William Cheng  46:41

Right, right. Yeah, I don’t doubt that. I mean, I don’t know that, you know, I don’t know, the technical, the scientific aspects behind it that much. But certainly, you know, when you’re singing and blending, and getting all the harmonies in, you know, certainly when you’re kind of when you’re nailing it, and if you’re getting all the harmonies and just being part of this group of, of people singing as one is, is an amazing experience. I mean, it’s there’s a lot of sort of, you know, it’s a very communal feeling. It’s almost it can be it can feel transcendent. And, you know, I think there’s, there are also times when when, when we sing, you know, a lot of times Jim Marvin, back in the day with the Glee Club, if we were in a really good sound Hall, you know, we even if we weren’t in the very sound Hall, but, you know, if we sang, right, we could hear overtones, you know, so there were, we’d be hearing overtones in the Hall of, you know, a note that no one was actually singing, but because we were singing in such, you know, in the right harmony, you have these overtones were coming out. And so we’d be singing, like, it’d be almost like, you know, there were other voices joining us. And that was, you know, that was a, that can be an amazing experience. So, and then, you know, this, there’s, I have seen data about when people sing the chorus there. I think was it, I think their hearts if they’ve shown that heartbeats can synchronize? You know, I think there’ll be it has to do with sort of the breathing and all that kind of stuff.
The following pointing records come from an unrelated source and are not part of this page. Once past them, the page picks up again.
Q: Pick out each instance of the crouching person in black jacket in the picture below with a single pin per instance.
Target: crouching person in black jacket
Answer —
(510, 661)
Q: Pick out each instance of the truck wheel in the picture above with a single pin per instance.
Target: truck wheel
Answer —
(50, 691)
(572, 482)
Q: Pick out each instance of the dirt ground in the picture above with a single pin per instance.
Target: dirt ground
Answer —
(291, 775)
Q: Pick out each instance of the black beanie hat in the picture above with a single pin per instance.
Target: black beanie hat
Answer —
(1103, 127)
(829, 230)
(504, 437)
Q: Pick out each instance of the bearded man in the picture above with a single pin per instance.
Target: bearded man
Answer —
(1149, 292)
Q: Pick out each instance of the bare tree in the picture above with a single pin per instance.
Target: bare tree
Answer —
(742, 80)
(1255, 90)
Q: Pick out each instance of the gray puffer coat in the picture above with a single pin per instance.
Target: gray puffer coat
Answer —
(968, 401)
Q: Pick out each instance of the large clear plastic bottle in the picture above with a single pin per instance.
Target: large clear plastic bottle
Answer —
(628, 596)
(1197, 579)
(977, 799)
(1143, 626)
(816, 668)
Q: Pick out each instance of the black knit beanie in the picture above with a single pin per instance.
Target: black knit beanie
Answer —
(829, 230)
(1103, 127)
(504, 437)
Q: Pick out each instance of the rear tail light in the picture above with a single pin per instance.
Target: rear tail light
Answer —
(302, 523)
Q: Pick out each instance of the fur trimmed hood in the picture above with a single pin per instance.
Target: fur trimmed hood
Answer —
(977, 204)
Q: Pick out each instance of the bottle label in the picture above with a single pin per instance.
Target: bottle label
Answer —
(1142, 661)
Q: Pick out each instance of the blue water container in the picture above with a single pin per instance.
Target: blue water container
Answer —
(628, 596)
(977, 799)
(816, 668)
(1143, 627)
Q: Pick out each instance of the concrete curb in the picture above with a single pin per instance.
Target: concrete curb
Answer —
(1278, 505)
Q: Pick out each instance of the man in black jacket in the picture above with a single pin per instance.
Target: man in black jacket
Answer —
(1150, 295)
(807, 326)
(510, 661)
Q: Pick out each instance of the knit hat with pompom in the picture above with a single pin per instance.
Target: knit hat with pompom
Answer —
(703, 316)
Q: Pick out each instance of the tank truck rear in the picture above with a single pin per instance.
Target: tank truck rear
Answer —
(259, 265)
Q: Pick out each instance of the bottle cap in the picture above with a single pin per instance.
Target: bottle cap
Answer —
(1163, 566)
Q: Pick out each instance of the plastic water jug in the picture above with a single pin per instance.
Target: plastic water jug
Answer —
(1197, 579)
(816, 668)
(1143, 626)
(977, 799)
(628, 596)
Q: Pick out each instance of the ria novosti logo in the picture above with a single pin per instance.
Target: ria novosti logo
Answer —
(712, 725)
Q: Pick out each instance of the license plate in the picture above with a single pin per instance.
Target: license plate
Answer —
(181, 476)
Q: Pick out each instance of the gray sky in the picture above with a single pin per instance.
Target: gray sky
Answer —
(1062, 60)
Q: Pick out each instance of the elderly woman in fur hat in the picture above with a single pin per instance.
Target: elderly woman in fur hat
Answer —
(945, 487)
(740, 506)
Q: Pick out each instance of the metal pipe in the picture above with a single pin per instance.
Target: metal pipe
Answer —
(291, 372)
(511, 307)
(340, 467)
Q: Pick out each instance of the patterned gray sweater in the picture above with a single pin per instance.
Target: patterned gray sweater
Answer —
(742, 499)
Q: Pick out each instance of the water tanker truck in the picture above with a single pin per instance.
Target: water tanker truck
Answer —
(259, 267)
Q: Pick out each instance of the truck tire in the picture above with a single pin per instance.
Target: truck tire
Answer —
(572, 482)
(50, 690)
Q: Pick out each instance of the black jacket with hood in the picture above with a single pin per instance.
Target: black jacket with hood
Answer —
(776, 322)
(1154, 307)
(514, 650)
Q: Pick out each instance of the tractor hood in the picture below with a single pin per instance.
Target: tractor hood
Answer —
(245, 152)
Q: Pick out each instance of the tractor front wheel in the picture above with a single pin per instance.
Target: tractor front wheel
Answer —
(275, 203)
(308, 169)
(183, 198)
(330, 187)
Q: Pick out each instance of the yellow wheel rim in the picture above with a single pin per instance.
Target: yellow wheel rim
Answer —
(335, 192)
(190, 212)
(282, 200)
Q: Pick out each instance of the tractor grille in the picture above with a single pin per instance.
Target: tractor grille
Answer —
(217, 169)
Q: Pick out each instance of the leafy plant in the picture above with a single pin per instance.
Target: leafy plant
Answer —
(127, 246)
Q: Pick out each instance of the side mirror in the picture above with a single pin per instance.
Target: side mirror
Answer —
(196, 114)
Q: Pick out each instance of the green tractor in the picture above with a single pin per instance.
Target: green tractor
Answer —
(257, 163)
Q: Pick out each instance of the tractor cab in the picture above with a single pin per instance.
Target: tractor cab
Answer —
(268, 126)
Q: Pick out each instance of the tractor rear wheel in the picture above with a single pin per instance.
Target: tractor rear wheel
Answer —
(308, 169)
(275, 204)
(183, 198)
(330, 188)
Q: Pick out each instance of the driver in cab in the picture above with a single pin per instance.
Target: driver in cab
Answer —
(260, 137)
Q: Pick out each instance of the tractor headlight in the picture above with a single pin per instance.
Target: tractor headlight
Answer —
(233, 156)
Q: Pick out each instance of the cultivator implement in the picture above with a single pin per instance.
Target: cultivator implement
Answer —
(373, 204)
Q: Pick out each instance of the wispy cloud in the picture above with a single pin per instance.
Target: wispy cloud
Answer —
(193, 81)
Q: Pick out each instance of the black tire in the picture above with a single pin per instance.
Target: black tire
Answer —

But it’s, it’s an apt metaphor, I think. So, yeah. But it’s a great experience. And, you know, for, for folks who, for folks who say that they you know, that they’ve wanted to sing the chorus, but they, Oh, I can’t sing. It’s like, you know, that you can sing, you just just haven’t tried or you haven’t, you’re afraid, but there’s so many folks, I think it’s like in the right hands, they can be they can, they can develop it pretty easily. So it’s a great, it’s a great experience.


Will Bachman  48:44

And saying, Bill, thank you so much for joining today, for listeners that want to follow up with you or track what you’re doing. Where can they find you online?


William Cheng  48:56

Well, I don’t really have much of a social media presence. I mean, I’ve got a Facebook Facebook page, but I don’t really check it that much. Because it’s primarily just, you know, email and I mean, I don’t, I don’t tweet, I don’t really do much of that.


Will Bachman  49:15

So I guess a lot of doctors are like that. They just want to keep it a little bit lower profile. So if you want to keep get in touch with Bill, you probably already have those contact info, or you can find it in the Red Book. All right. Bill, thank you so much for joining us a lot of fun. Thanks for talking about your journey since since Harvard.